Dear Support member,

My customer used LM4120.

I have a question.

Q1
Datasheet (SLVS049F)The circuit of Fig 20 on page 11 contains transistors.

It is assumed that the voltage between the base and the emitter of the transistor added to the IC is about 0.6 V and the input voltage of the IC above + 0.6 V is necessary.

If trying to output the output voltage of 3.3 V, the input voltage is not 3.5 V - 5.5 V but 4.5 V - 5.5 V, is not it?

Best regard.
Bob Lee.

  • Hi Bob Lee,

    I agree that the input voltage should be 4.5 V - 5.5 V if this schematic is going to fully use the FET and output 3.3V at 1 A. I feel the original creator used 3.3V input voltage for no load conditions. I would be more comfortable with a higher voltage such as 3.5 V minimum just for the voltage drop on the resistor.

    -Marcoo
  • Dear Marcoo Z,


    Thank you very much for reply.

    I ask the data sheet to be corrected.

    Best regard.
    Bob Lee.

  • Dear Marcoo Z,

    May I ask add a question?


    Your reply answer that
    『I agree that the input voltage should be 4.5 V - 5.5 V if this schematic is going to fully use the FET and output 3.3V at 1 A.』


    Although the circuit diagram of the data sheet is a PNP transistor,
    is it the same also answer when using a PNP transistor?


    Best regard.
    Bob Lee.

  • Hi Bob Lee,

    I will add this fix into the next datasheet revision.

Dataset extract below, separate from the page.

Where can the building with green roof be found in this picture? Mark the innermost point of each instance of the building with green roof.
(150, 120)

    I assume you meant NPN instead of PNP. You can use a NPN to replace the PNP but it will not work in that configuration. Typically NPN current boosting applications have the base connected to the output of the VREF instead of the input to make sure that the device turns on when it needs too. If the base is connected to the input then the NPN will turn on as soon as the Vin is greater than 0.6V and not be regulating properly. It will also have no current limit and sink current into the voltage reference before the reference is even turned on. It is more common to have NPN current boosters in applications that have feedback pin to adjust for the voltage drop.

    -Marcoo
  • Dear Marcoo Z,

    Thank you very much for reply.

    There are additional questions from the your reply answers.

    Datasheet D45HB in Figure 20 on page 11 is a PNP transistor.


    Q1.
    Is this circuit not working?


    Q2.
    In order to operate this circuit,
    How can I do it?

    (Ex)
    Vin voltage range change?


    I attached question file.


    Best regard.
    Bob Lee.LM4120_Question.pdf

  • Hi Bob Lee,

    I have added my answers to your questions below. Sorry for any previous confusion.

    Q1.
    Is this circuit not working?
    A1.
    This circuit works because it is a PNP.

    Q2.
    In order to operate this circuit,
    How can I do it?
    A1.
    In this circuit the PNP is being used to supplement the current of the LM4120 without being on at all times. The purpose of the 500 Ohm resistor from the base to the emitter of the PNP is to ensure there is a sufficient voltage difference to turn on the PNP. Typical Vbe values to turn on PNPs are around 0.6V. Using this value we can see that the PNP will turn on and allow current to flow from emitter to collector once there is a minimum of 1.2mA going through the resistor into the LM4120.

    Another way to look at this is that the LM4120 will source all the current up until 1.2mA and the PNP will remain off. Once the LM4120 sources more than 1.2mA the PNP will turn on and supplement the LM4120 up to the desired load condition that is limited by the transistor.

    (Ex)
    Vin voltage range change?

    Vin Min (No Load)
    Vout + Drop out + Iq*500 Ohms = 3.3V + 0.08 V + .138 V = approximately 3.52 V
    This value is higher than the 3.3V in the image.
    When you start adding in a load then the voltage will need to be higher.


    -Marcoo
  • Dear Marcoo Z,

    Thank you very much for your answer.

    Best regard.
    Bob Lee.